Activists Scour Area for Violations of Liquor Laws

Residents angered by a barrage of alcohol advertisements and neon signs that dominate market storefronts in the Pico-Union district have formed a group that patrols the area for liquor-law violations.

The "New City/Pueblo Nuevo Prevention Project" was spurred by the residents' need to tackle alcohol-related problems such as public drinking, loitering and gang activity.

"Those neon liquor signs are an eyesore," said resident Ramon Berdin. "There aren't as many up now. The store employees work pretty well with us. The area is looking cleaner and safer."

The county-funded program was developed in May by the Los Angeles Alliance for a Drug-Free Community. The nonprofit group works with the state Department of Alcoholic Beverage Control to sponsor informational meetings for residents and work with them to check for sites that violate liquor laws.

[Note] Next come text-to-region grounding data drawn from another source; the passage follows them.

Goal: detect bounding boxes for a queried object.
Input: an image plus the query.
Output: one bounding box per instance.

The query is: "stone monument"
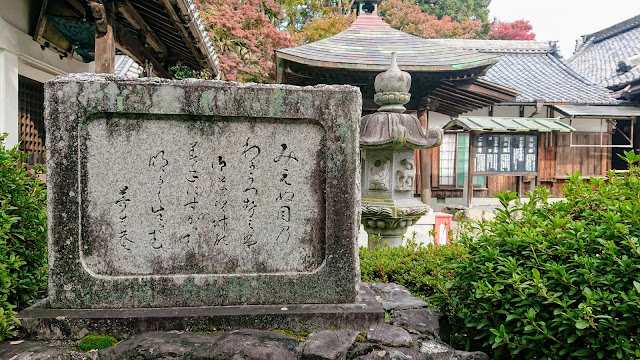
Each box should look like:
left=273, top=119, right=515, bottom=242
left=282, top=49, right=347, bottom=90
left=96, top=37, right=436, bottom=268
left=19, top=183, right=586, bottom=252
left=360, top=54, right=443, bottom=247
left=18, top=74, right=384, bottom=339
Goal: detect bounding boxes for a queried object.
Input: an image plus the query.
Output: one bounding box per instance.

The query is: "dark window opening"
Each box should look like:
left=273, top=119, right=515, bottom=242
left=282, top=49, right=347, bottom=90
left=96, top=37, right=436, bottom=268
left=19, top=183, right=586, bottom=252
left=611, top=120, right=633, bottom=170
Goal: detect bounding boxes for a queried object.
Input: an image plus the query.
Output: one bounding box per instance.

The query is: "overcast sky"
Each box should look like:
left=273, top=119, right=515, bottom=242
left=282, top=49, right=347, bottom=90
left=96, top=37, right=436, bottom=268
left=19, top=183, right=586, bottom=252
left=488, top=0, right=640, bottom=58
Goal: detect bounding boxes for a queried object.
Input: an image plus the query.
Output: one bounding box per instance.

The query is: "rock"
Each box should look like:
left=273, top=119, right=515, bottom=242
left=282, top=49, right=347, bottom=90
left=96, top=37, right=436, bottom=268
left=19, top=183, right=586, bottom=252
left=390, top=308, right=449, bottom=342
left=97, top=330, right=298, bottom=360
left=354, top=348, right=414, bottom=360
left=452, top=350, right=490, bottom=360
left=481, top=211, right=495, bottom=222
left=462, top=209, right=484, bottom=222
left=0, top=341, right=77, bottom=360
left=298, top=329, right=359, bottom=360
left=419, top=339, right=455, bottom=360
left=512, top=210, right=523, bottom=221
left=366, top=324, right=412, bottom=347
left=366, top=283, right=427, bottom=311
left=440, top=205, right=467, bottom=216
left=441, top=205, right=467, bottom=221
left=348, top=342, right=381, bottom=358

The activists' main weapon is a state law that restricts storefront advertising to 33% of the windows and doors and states that liquor store owners are responsible for ridding their property of loiterers, graffiti and excessive liquor advertising.

With a checklist in hand, about 50 residents break off into teams to examine stores for excessive advertising, "no loitering" signs and well-lit parking lots. They discuss problems with store employees and invite them to a session on liquor laws.

The group, which makes field visits about every 90 days, has visited 60 of the estimated 120 liquor stores in the area. Their efforts have produced positive results, said Jane McCabe, ABC district administrator.

"The project has helped residents familiarize themselves with business owners," McCabe said.

In some cases, business owners are unaware of some state laws, she said. "Now they're informed and monitor their properties more closely."